La nationalisation des hôpitaux et des établissements de santé en Espagne, ainsi que la possibilité tout à fait réelle de répéter ce modèle ailleurs en Occident, pourraient complètement transformer l’économie occidentale, sans parler des programmes de soutien gouvernementaux de plusieurs milliards de dollars (« renflouements ») qui sont en cours de discussion entre les citoyens pour les industries clés.

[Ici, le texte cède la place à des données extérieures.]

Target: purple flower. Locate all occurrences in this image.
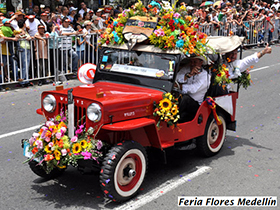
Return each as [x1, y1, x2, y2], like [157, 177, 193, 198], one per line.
[96, 140, 103, 150]
[60, 127, 66, 133]
[61, 149, 67, 156]
[35, 140, 43, 149]
[45, 137, 51, 142]
[81, 151, 91, 160]
[33, 133, 40, 139]
[29, 137, 35, 145]
[70, 136, 78, 143]
[173, 12, 180, 18]
[41, 130, 47, 139]
[75, 129, 83, 135]
[46, 121, 54, 127]
[55, 132, 62, 139]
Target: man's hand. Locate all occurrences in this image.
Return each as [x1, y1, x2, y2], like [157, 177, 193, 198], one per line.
[263, 43, 272, 54]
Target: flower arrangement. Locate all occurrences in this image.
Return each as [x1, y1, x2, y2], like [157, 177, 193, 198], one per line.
[26, 111, 103, 173]
[99, 0, 209, 55]
[153, 93, 180, 127]
[234, 66, 253, 90]
[212, 64, 232, 89]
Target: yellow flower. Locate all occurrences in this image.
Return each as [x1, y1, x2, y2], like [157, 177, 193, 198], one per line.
[171, 105, 178, 115]
[72, 143, 82, 154]
[80, 140, 87, 149]
[45, 145, 52, 154]
[53, 150, 61, 160]
[159, 98, 172, 111]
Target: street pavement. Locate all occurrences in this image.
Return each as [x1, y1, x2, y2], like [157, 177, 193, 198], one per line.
[0, 45, 280, 210]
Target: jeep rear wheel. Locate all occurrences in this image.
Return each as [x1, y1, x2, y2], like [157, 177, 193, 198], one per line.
[197, 114, 226, 157]
[100, 141, 147, 202]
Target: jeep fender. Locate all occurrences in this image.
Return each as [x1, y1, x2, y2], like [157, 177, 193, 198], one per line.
[101, 118, 162, 149]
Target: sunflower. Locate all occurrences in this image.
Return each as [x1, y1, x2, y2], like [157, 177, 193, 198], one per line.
[171, 105, 178, 115]
[80, 140, 87, 149]
[45, 145, 52, 154]
[72, 143, 82, 154]
[53, 150, 61, 160]
[159, 98, 172, 111]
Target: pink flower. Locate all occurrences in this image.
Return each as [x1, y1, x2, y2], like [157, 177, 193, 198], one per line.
[60, 127, 66, 133]
[96, 140, 103, 150]
[33, 133, 40, 139]
[55, 132, 62, 139]
[41, 126, 48, 131]
[173, 12, 180, 18]
[155, 28, 165, 37]
[61, 149, 67, 156]
[45, 137, 51, 142]
[35, 140, 43, 149]
[75, 128, 83, 135]
[29, 137, 35, 145]
[81, 151, 91, 160]
[70, 136, 78, 143]
[138, 21, 144, 27]
[46, 121, 54, 127]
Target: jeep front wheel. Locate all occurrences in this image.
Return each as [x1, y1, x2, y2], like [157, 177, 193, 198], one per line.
[100, 141, 147, 202]
[197, 114, 226, 157]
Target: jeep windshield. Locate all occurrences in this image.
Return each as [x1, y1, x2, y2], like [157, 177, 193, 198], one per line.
[95, 48, 180, 91]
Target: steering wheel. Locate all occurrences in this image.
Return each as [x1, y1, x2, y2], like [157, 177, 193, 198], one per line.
[173, 81, 183, 96]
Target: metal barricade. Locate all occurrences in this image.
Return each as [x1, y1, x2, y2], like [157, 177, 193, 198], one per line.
[0, 34, 98, 86]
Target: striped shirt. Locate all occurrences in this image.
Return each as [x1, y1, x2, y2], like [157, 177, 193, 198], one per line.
[58, 26, 75, 50]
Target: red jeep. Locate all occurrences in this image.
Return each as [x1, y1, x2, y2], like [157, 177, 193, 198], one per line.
[23, 37, 238, 201]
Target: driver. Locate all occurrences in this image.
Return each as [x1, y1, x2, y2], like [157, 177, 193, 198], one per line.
[224, 44, 272, 79]
[176, 56, 211, 122]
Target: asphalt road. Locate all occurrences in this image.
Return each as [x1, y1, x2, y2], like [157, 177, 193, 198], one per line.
[0, 45, 280, 210]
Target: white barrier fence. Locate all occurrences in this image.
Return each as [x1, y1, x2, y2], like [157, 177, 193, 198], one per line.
[0, 19, 279, 85]
[0, 34, 98, 85]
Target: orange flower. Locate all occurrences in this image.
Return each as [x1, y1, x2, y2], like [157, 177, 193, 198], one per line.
[45, 131, 52, 138]
[44, 154, 54, 161]
[58, 122, 67, 128]
[57, 139, 63, 148]
[32, 147, 38, 154]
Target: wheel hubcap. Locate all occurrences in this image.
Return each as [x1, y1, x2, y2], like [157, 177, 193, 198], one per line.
[209, 123, 219, 145]
[117, 158, 136, 186]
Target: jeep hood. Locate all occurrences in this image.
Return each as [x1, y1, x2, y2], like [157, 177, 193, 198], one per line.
[46, 81, 163, 123]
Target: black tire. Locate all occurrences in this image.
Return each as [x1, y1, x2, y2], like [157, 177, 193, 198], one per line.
[29, 160, 65, 179]
[100, 141, 148, 202]
[196, 114, 226, 157]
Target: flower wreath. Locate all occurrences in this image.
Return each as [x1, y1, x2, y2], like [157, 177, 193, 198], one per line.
[25, 111, 103, 173]
[99, 0, 209, 55]
[212, 64, 232, 89]
[153, 93, 180, 127]
[234, 66, 254, 90]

Sur le plan politique, il est encore trop tôt pour dire quels seront les changements, mais il est incontestable que le processus démocratique a été perturbé, au grand dam de quelques personnes qui ne comprennent pas la nécessité de ces mesures d’endiguement d’urgence ou qui craignent sincèrement que leurs gouvernements ne profitent du précédent qu’elles viennent de créer.
Quoi qu’il en soit, on peut conclure que COVID-19 pourrait changer fondamentalement la société occidentale de manière très radicale.
Andrew Korybko est un analyste politique américain, établi à Moscou, spécialisé dans les relations entre la stratégie étasunienne en Afrique et en Eurasie, les nouvelles Routes de la soie chinoises, et la Guerre hybride.